Millet İttifakı'nda oylarını 3 puan artıran CHP, 169 milletvekili çıkarmış olsa da sırtında taşıdığı eski AKP ortaklarının da etkisi ile milletvekili sayısını düşürerek Meclis'teki yerini alabildi. CHP listelerinden meclise giren 15 milletvekili DEVA, 10'ar milletvekili Gelecek ve Saadet Partisi'nden, 1 milletvekili de İYİ Parti'den.
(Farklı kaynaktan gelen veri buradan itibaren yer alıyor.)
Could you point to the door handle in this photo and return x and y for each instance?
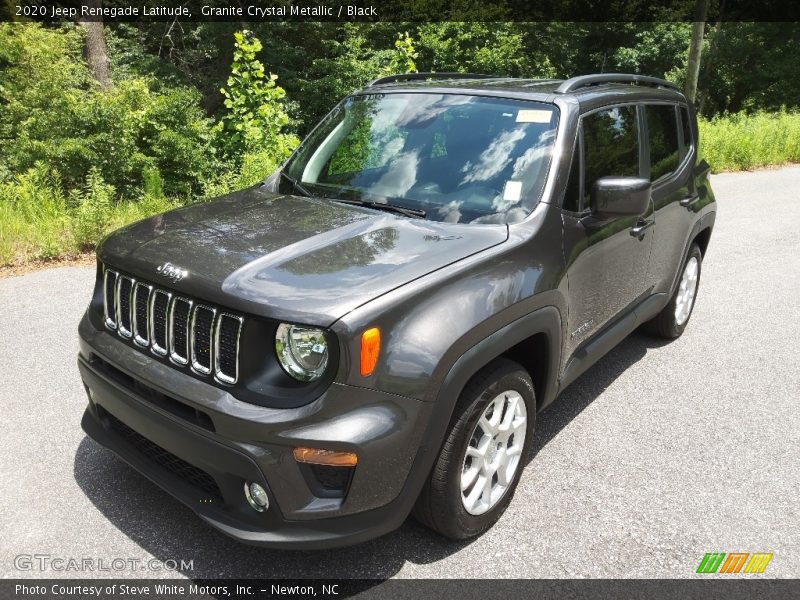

Başımızı Millet İttifakı'nın yeşile çalan yüzünden, Cumhur İttifakı'nın saflarına çevirdiğimizde ise ellerini kollarını sallayarak Meclis'e sokulan laiklik düşmanı, gerici toplamdan HÜDAPAR 4 milletvekiliyle, Yeniden Refah Partisi ise 5 milletvekiliyle bizi karşıladı.

**

HÜDAPAR ve Yeniden Refah Partisi'nin Meclis’e girmesine çocuk ve kadın hakları için çalışan kuruluşlardan tepki yağarken, daha önce Genel Başkanı'nın "Kaç yaşında çocuk, neye göre çocuk, kime göre çocuk? Şimdi bazıları 20 yaşındadır ama hâlâ çocuktur, bazıları 15 yaşındadır ama olgundur" diyerek çocuk istismarını meşrulaştırdığı HÜDAPAR'dan yeni bir açıklama geldi.
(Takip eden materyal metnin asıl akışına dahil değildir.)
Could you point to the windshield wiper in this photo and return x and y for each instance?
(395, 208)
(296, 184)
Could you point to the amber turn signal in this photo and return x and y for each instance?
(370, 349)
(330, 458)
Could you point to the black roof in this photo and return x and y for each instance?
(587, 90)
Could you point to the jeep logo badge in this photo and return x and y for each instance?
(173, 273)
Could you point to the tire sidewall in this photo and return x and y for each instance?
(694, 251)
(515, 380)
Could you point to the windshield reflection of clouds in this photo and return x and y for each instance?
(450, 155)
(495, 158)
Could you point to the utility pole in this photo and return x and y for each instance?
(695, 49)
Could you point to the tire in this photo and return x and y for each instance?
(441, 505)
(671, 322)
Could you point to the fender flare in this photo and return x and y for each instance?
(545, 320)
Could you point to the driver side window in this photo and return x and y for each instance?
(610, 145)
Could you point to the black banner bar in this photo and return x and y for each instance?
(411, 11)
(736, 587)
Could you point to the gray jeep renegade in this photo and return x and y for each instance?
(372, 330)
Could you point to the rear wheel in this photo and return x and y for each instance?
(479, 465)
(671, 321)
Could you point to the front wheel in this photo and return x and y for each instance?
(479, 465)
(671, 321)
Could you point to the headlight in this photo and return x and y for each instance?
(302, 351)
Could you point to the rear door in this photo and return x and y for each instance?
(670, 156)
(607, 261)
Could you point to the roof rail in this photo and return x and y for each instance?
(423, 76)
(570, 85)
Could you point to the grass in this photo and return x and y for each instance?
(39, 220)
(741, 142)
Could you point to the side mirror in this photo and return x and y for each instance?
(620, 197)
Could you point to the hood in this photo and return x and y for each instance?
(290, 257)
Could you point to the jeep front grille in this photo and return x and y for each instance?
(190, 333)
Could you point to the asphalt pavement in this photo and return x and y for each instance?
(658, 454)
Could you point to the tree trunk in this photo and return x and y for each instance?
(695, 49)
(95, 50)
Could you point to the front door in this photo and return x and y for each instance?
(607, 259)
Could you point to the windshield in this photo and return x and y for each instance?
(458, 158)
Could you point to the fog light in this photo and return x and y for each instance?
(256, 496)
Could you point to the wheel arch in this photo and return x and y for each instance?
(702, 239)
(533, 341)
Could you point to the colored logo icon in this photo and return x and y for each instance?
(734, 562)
HÜDAPAR Genel İdare Kurulu Üyesi Aynur Sülün "Erkekler haksızlığa uğruyor" iddiasıyla 6284 sayılı yasayla ilgili bazı maddelerin ayıklanması ya da kaldırılması gerektiğini savundu.
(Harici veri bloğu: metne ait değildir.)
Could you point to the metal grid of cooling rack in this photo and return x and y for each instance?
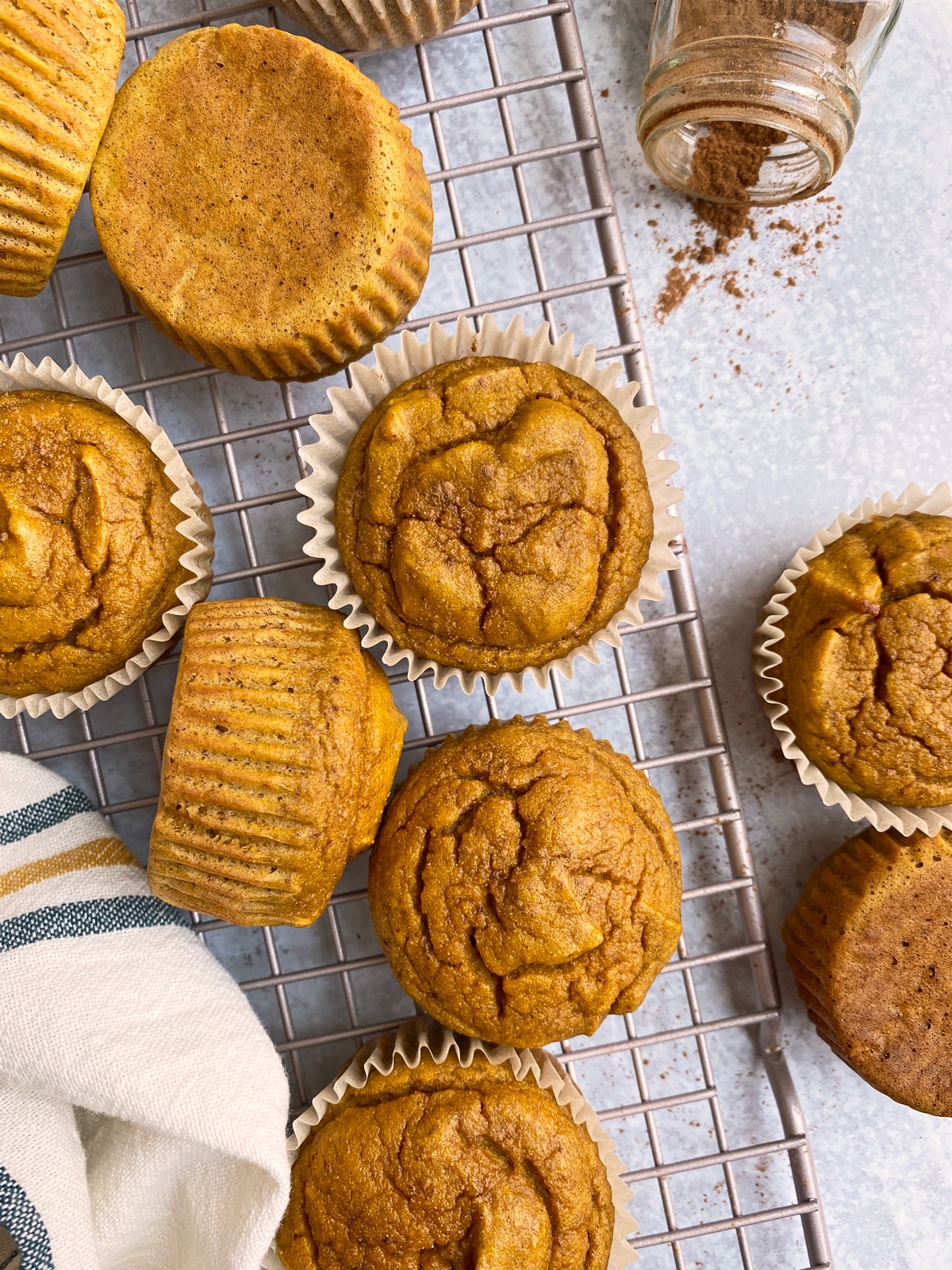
(324, 992)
Sülün'ün bu sözleri üzerine kadın ve çocuk hakları için mücadele eden kuruluşlar HÜDAPAR'ın parti programına dikkati çekti.

HÜDAPAR parti programında gerici, kadın ve çocuk düşmanı tavrını aynen şöyle anlatılıyordu:

-İnsan fıtratına aykırı fiillerin savunulması, düşünce özgürlüğü olarak değerlendirilemez ve himaye edilemez.

-İnsan fıtratına ve yaratılışa aykırı sapık inançlar dışında herkes kendi dininde ve dininin gerektirdiği ibadetleri yapmakta serbest olmalıdır. Bu hürriyet, anayasa ve yasalarla garanti altına alınmalıdır.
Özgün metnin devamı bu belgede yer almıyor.